NVIDIA / framework-reproducibility

Providing reproducibility in deep learning frameworks
Apache License 2.0
423 stars 40 forks source link

Usage of numpy.random.Generator to deal with Data-Loader Parallelism #36

Closed zakajd closed 3 years ago

zakajd commented 3 years ago

Hi @duncanriach Thanks for an awesome repo, which helped to fix a number of issues in my code. For now I can can achieve reproducible results running on GPU with TF 2.4.1 and single worker. Which is good, but painfully slow.

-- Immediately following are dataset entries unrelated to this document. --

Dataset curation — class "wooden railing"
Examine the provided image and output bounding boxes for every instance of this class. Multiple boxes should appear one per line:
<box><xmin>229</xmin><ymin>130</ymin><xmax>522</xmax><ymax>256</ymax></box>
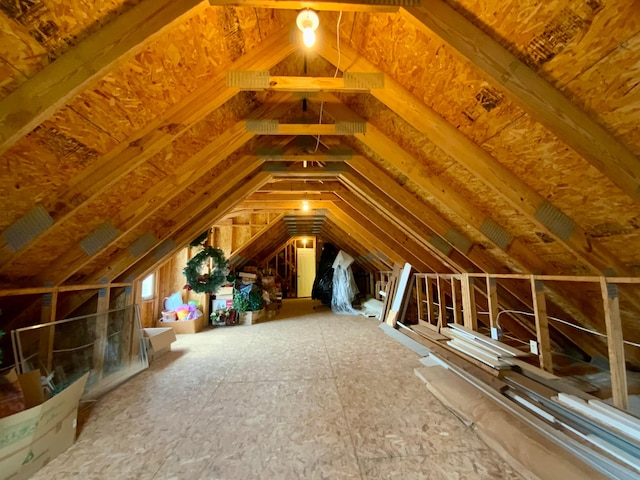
<box><xmin>414</xmin><ymin>272</ymin><xmax>640</xmax><ymax>410</ymax></box>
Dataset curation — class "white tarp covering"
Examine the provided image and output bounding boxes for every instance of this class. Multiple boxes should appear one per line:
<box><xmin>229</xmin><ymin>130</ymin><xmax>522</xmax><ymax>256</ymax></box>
<box><xmin>331</xmin><ymin>251</ymin><xmax>360</xmax><ymax>315</ymax></box>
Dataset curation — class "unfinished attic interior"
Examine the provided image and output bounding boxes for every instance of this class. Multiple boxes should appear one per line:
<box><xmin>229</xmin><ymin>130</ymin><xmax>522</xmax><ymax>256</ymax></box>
<box><xmin>2</xmin><ymin>0</ymin><xmax>640</xmax><ymax>477</ymax></box>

You mentioned, that that there is an option to define pseudorandom number generator state for each parallel thread running. Do you have any code example of how to do that using TF 2.0+? It seems that spawning of workers is handled internally and only way to interact with the process is define num_parallel_calls value in dataset.

Best regards, Jamil

duncanriach commented 3 years ago

Hi Jamil (@zakajd),

Thank you for the appreciation. What method of tf.data.Dataset are you calling with the num_parallel_calls parameter?.

Duncan

zakajd commented 3 years ago

Currently train and val datasets use the following methods:

train_dataset = (
    train_dataset
    .cache()
    .map(read_tfrecord, num_parallel_calls=AUTOTUNE)
    .shuffle(512)
    .map(
        lambda o, e: (resize_and_rescale(o), resize_and_rescale(e)),
        num_parallel_calls=AUTOTUNE
    )
    .batch(cfg.training.batch_size , drop_remainder=True)
    .map(
        lambda o, e: augment(o, e, training=True), num_parallel_calls=AUTOTUNE
    )
    .prefetch(AUTOTUNE)
)
val_dataset = (
    val_dataset
    .cache()
    .map(read_tfrecord, num_parallel_calls=AUTOTUNE)
    .map(
        lambda o, e: (resize_and_rescale(o), resize_and_rescale(e)),
        num_parallel_calls=AUTOTUNE
    )
    .batch(cfg.training.batch_size, drop_remainder=False)
    .map(lambda o, e: augment(o, e, training=False), num_parallel_calls=AUTOTUNE)
    .prefetch(AUTOTUNE)
)

When setting AUTOTUNE parameter to 1 results are reproducible between different runs on GPU and CPU (but results between GPU and CPU are slightly different). When setting AUTOTUNE=4 or AUTOTUNE=tf.data.AUTOTUNE each run results in a different model.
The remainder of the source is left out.